Dr. Boroditsky spoke about the Jewish Physicians’ Association at the tail end of a question and answer session following a talk he had given to member of the Remis Lecture group at the Gwen Secter Centre on Thursday, May 23.
In response to a question about the controversy surrounding the convocation ceremony at the U of M medical school on Thursday, May 16, Dr. Boroditsky noted that Jewish physicians in cities across Canada and the U.S. have been forming formal associations in response to heightened antisemitism following the Hamas massacre of October 7.

With reference to the policy adopted by so many institutions of higher learning across Canada and the U.S. to promote EDI (Equity, Diversity, Inclusion), Dr. Boroditsky said: “Our belief is that EDI at the University of Manitoba applies to everybody but Jews.”
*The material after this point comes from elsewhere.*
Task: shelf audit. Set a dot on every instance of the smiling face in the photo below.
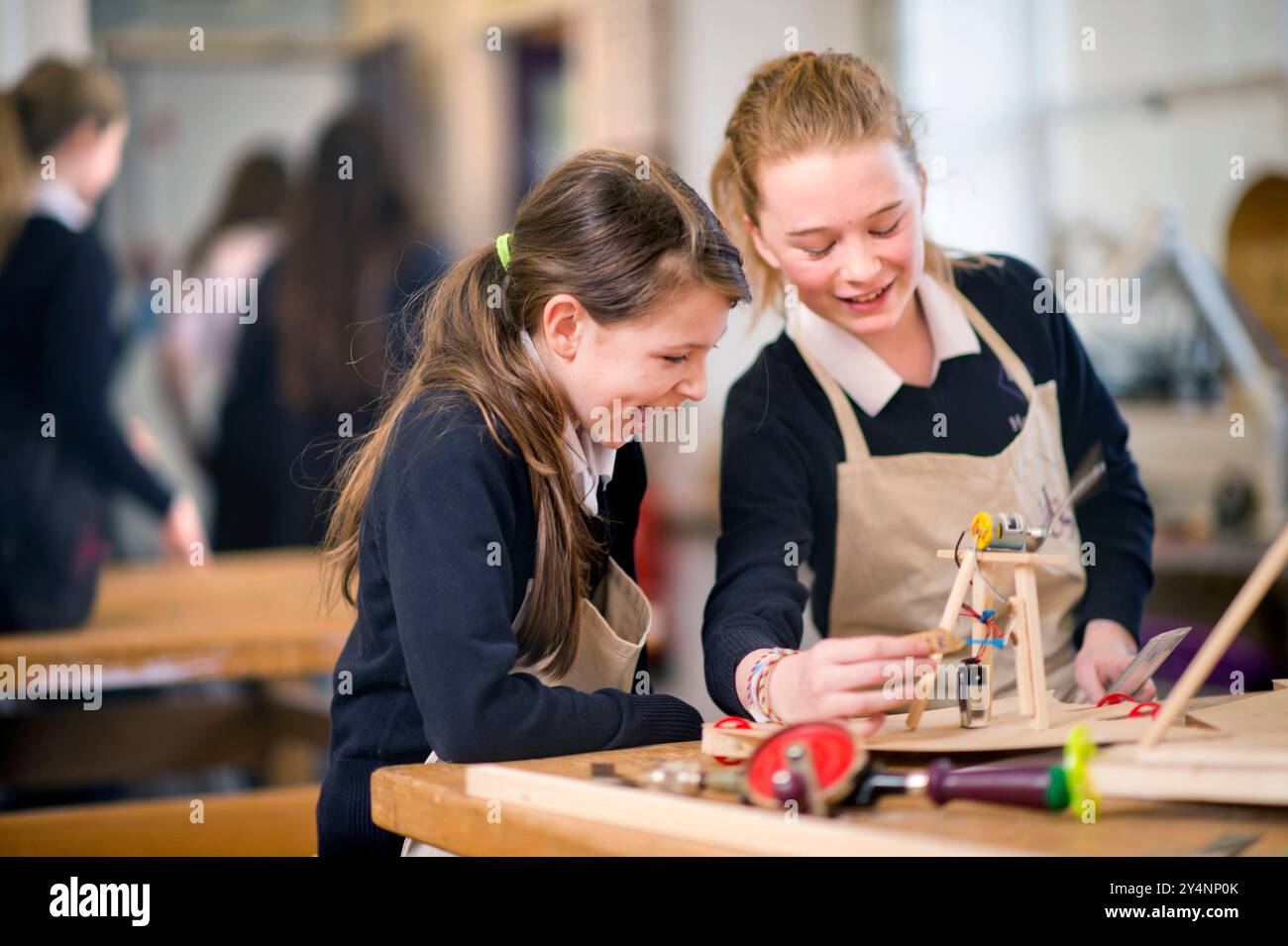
(844, 227)
(613, 373)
On May 27 we were informed that a first meeting of the Jewish Physicians of Manitoba had been held at the Etz Chayim Synagogue Sunday evening, May 26, with 120 Jewish physicians in attendance. (One hundred eighty physicians have signed up to join up the association so far.) A board consisting of ten members was formed


In an article in the Montreal Gazette on April 1 this year, that paper referred to the formation of “the Association des médecins juifs du Québec” this past November. According to the Gazette article, “Founded in November, the association counts some 400 members across Quebec.”


British Columbia has also seen the recent formation of a Jewish physicians association. According to information on the internet, “The Jewish Medical Association of British Columbia was started by family physician Dr. Larry Barzelai in November 2023 as an attempt to get Jewish physicians together to support one another, especially in the current situation of increased antisemitism. The group has almost 300 members.”

Toronto, in contrast, had had a long history of Jewish physicians forming an association. There has been a Toronto Jewish Medical Association since 1925.